Les dirigeants des médias ne censurent pas les idées des autres, ils ne les connaissent même pas. C’est basé sur une sorte d’ignorance bienveillante qui fait qu’on a une liste très courte d’invités qui sont prêts à venir se prononcer sur tout et sur rien, et qu’on invite parce qu’ils ne brasseront pas trop la cage. Et puis pour montrer qu’on est libre, on sort un Falardeau de temps en temps. Cependant, on ne fera pas venir des gens qui exigent, à cause de la complexité des questions qu’ils soulèvent, du temps. Je ne cesse de dire que c’est une question de temps."
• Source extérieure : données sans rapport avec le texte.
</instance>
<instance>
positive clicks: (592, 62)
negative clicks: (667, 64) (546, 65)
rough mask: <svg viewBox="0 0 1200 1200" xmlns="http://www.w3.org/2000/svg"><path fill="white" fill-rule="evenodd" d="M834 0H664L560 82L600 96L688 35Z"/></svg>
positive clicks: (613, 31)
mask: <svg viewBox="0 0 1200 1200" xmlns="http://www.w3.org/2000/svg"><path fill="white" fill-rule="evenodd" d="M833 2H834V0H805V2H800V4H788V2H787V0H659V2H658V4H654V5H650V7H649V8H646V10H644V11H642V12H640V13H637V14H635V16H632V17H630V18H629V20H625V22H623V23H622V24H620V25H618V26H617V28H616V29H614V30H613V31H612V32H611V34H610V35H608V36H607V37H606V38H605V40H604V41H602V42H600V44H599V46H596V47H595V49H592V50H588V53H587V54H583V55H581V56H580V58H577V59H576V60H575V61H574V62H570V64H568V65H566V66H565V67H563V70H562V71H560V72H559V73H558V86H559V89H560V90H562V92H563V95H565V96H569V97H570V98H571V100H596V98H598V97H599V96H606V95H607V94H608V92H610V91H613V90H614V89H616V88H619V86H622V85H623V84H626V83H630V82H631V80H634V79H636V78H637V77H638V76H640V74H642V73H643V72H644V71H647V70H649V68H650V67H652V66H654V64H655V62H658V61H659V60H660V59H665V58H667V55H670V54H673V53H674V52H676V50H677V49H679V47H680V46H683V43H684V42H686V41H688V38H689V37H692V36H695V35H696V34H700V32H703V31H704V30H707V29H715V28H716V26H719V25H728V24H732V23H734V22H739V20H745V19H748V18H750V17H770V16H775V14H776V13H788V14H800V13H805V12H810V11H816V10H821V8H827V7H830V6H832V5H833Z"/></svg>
…de ce qui peut expliquer la popularité de son émission:
"Je me suis dit que j’allais traiter les gens comme ce qu’ils sont, c’est-à-dire intelligents, par définition. Je ne leur ai jamais parlé pour les humilier d’aucune manière. (…) Les gens m’arrêtaient dans la rue pour me dire: "Monsieur Pinard, depuis que je vous écoute, je n’ai plus peur de faire la cuisine, j’arrête de freaker avec les mesures." (…) Sous l’apparente liberté d’informer, il y a l’effet contraire: ce n’est pas pour rien que ce sont les Américains qui ont inventé les livres de recettes tels qu’on les connaît maintenant, qui sont précédés d’une série de recommandations et de précisions apparemment complètes alors que c’est au contraire le sommet de l’imprécision et du contrôle idéologique. Tu les empêches de réfléchir parce que tu te dis au départ qu’ils en sont incapables. Moi, je ne voulais pas de ça."
…de la sortie de ses DVD:
"Je prends plaisir à regarder ça. (Lors de la diffusion,) je n’aimais pas me voir, constater mes tics et tout, j’avais l’impression que ça m’empêchait de travailler. Comme Josée (DiStasio), qui n’aime pas trop se voir, elle non plus. Mais avec le temps, maintenant, j’ai l’impression de regarder quelqu’un d’autre. (…) En travaillant sur le contenu de ces DVD, je me suis aussi rendu compte que je parlais beaucoup de culture dans cette émission, qu’il m’arrivait de citer Hegel ou de parler de peinture, ou encore de prendre Denise Bombardier comme tête de Turc (rires), et étrangement, je suis bien content d’être parvenu à faire tout ça."
…de son intérêt à devenir le Thierry Ardisson du Québec:
"Je trouve que le clonage, ça commence à faire. On a l’air d’une population de "lip syncheux". D’ailleurs, pour comprendre un peuple, il faut regarder ses travestis, et le fait qu’ils aspirent tous ici à devenir "Céline Dion dit tout" (rires). Cela étant dit, je n’aspire pas à être le Thierry Ardisson québécois, d’autant plus qu’il me tape royalement sur les nerfs. Par ailleurs, je suis assez inquiet d’une société qui, au moment d’annoncer qu’elle va faire une émission du genre, s’empresse de dire que nous sommes un petit pays et qu’il ne s’agit surtout pas d’ameuter la population et de provoquer des débats ou des querelles… C’est une brique de plus qui est posée sur le mur de l’unanimité québécoise (…). Ici, la vision du monde est uniformément la même. On a un seul syndicat agricole, ce qui est une aberration, et ce qui fait qu’on demande à l’UPA de défendre les intérêts des petits producteurs d’aliments bio en même temps qu’on transforme ce pays en un vaste territoire d’épandage de lisier. (…) Et puis de toutes manières, pour en revenir à ta question, la seule chose que j’ai en commun avec Ardisson, c’est que je ne porte pas non plus de caleçon (rires)."